Sunday, August 23, 2015

From Ferguson to Baltimore: The Fruits of Government-Sponsored Segregation

Richard Rothstein, a research associate with the progressive Economic Policy Institute, chronicles the governments disastrous and racist policies in Baltimore.


George Romney joins NAACP Detroit president Edward Turner and other Civil Rights activists on a march through Detroit's Grosse Point suburb. (Wikimedia Commons)

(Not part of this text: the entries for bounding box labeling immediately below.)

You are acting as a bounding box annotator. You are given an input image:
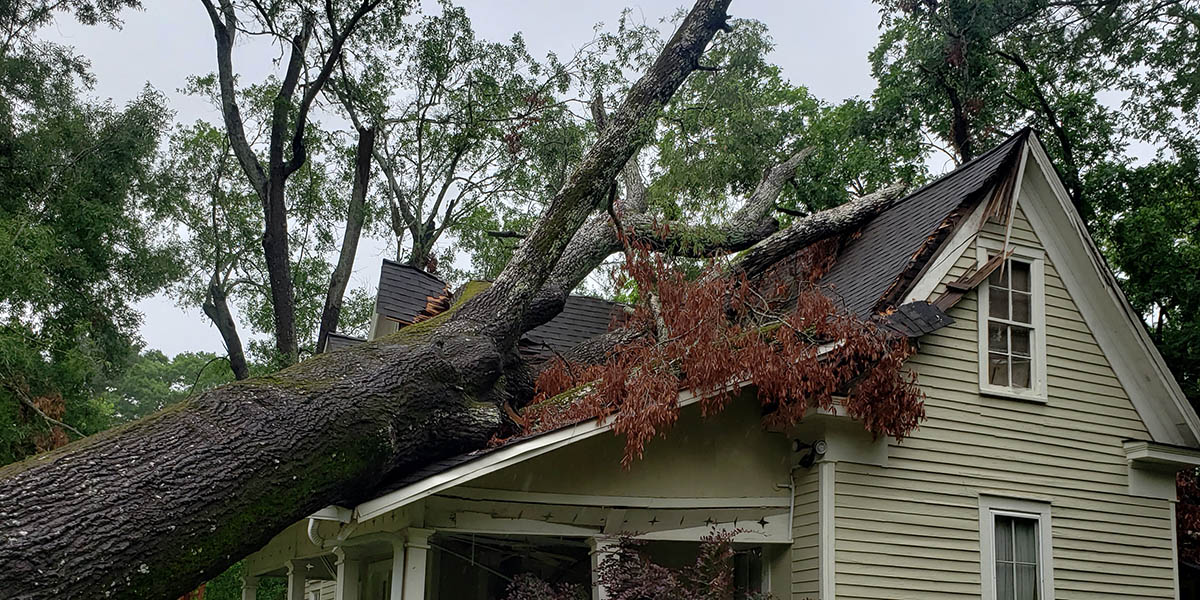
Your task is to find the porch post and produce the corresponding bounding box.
[588,538,616,600]
[241,575,258,600]
[334,547,362,600]
[403,527,433,600]
[388,535,404,600]
[284,560,305,600]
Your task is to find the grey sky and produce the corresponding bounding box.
[44,0,878,355]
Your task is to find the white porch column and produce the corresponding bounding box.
[284,560,305,600]
[241,575,258,600]
[334,547,362,600]
[588,538,617,600]
[388,535,404,600]
[402,527,433,600]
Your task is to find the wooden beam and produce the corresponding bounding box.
[438,486,791,510]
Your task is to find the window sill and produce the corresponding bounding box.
[979,385,1049,404]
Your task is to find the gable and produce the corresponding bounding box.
[910,136,1200,446]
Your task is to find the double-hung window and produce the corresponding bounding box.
[978,241,1046,400]
[979,496,1054,600]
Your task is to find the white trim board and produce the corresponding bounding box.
[439,486,791,510]
[979,494,1055,600]
[1021,134,1200,446]
[906,133,1200,446]
[354,383,710,522]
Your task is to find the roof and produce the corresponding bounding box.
[818,130,1028,317]
[336,130,1200,518]
[521,295,622,353]
[325,331,366,352]
[376,259,450,323]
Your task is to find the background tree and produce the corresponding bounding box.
[337,1,565,280]
[200,0,410,365]
[156,76,370,372]
[0,0,173,463]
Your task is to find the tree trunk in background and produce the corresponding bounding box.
[203,276,250,379]
[317,127,374,353]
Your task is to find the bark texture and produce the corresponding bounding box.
[0,0,890,600]
[0,324,502,599]
[0,0,728,599]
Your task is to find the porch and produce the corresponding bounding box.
[242,488,793,600]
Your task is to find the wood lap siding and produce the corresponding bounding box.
[791,469,821,600]
[830,205,1174,600]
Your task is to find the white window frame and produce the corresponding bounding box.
[979,494,1054,600]
[976,238,1046,402]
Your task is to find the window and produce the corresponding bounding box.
[978,240,1046,401]
[988,259,1033,390]
[979,496,1054,600]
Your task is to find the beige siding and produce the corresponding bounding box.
[791,469,821,600]
[835,204,1174,600]
[304,581,337,600]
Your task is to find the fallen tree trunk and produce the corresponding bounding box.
[0,0,730,599]
[0,0,890,600]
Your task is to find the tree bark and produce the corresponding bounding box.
[317,128,374,352]
[0,335,502,599]
[0,0,728,600]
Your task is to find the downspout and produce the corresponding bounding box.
[775,477,797,542]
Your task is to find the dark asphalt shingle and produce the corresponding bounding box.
[376,259,450,323]
[818,131,1028,317]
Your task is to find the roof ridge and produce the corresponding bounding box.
[383,258,449,286]
[884,125,1033,212]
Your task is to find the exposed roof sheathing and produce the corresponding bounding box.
[376,259,450,323]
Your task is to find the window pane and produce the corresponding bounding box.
[1013,518,1038,564]
[1013,292,1033,323]
[995,516,1013,563]
[988,257,1008,288]
[996,563,1016,600]
[988,286,1008,319]
[988,323,1008,353]
[1010,356,1032,388]
[1008,260,1032,292]
[1013,564,1038,600]
[988,354,1008,385]
[1008,328,1033,356]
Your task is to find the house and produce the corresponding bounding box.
[234,131,1200,600]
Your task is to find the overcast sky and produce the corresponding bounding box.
[44,0,880,355]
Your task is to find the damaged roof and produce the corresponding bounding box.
[350,130,1030,496]
[818,130,1028,317]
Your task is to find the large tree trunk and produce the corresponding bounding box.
[0,0,728,600]
[0,335,502,599]
[317,127,374,352]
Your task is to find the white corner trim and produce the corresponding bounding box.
[905,193,988,304]
[976,236,1048,402]
[354,383,710,522]
[1022,136,1200,446]
[979,494,1054,600]
[817,462,838,600]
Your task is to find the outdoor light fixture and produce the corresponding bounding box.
[792,439,829,469]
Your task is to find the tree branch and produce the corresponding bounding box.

(Economic Policy Institute)

He writes: "As I described in the Making of Ferguson, the federal government maintained a policy of segregation in public housing nationwide for decades. This was as true in northeastern cities like New York as it was in border cities like Baltimore and St. Louis. In 1994, civil rights groups sued the Department of Housing and Urban Development (HUD), alleging that HUD had segregated its public housing in Baltimore and then, after it had concentrated the poorest African American families in projects in the poorest neighborhoods, HUD and the city of Baltimore demolished the projects, and purposely relocated the former residents into other segregated black neighborhoods. An eventual settlement required the government to provide vouchers to former public housing residents for apartments in integrated neighborhoods, and supported this provision with counseling and social services to ensure that families’ moves to integrated neighborhoods would have a high likelihood of success. Although the program is generally considered a model, it affects only a small number of families, and has not substantially dismantled Baltimore’s black ghetto."
He continues his commentary: "In 1970, declaring that the federal government had established a “white noose” around ghettos in Baltimore and other cities, HUD Secretary George Romney proposed denying federal funds for sewers, water projects, parkland, or redevelopment to all-white suburbs that resisted integration by maintaining exclusionary zoning ordinances (that prohibited multi-unit construction) or by refusing to accept subsidized moderate-income or public low-income housing. In the case of Baltimore County, he withheld a sewer grant that had previously been committed, because of the county’s policies of residential segregation. It was a very controversial move, but Romney got support from Vice President Spiro Agnew, who had been frustrated by unreasonable suburban resistance to integration and mixed income developments when he had been the Baltimore County Executive and governor of Maryland. In a 1970 speech to the National Alliance of Businessmen, Agnew attacked attempts to solve the country’s racial problems by pouring money into the inner city as had been done in the Johnson administration. Agnew said that he flatly rejected the assumption that “because the primary problems of race and poverty are found in the ghettos of urban America, the solutions to these problems must also be found there… Resources needed to solve the urban poverty problem—land, money, and jobs—exist in substantial supply in suburban areas, but are not being sufficiently utilized in solving inner-city problems.”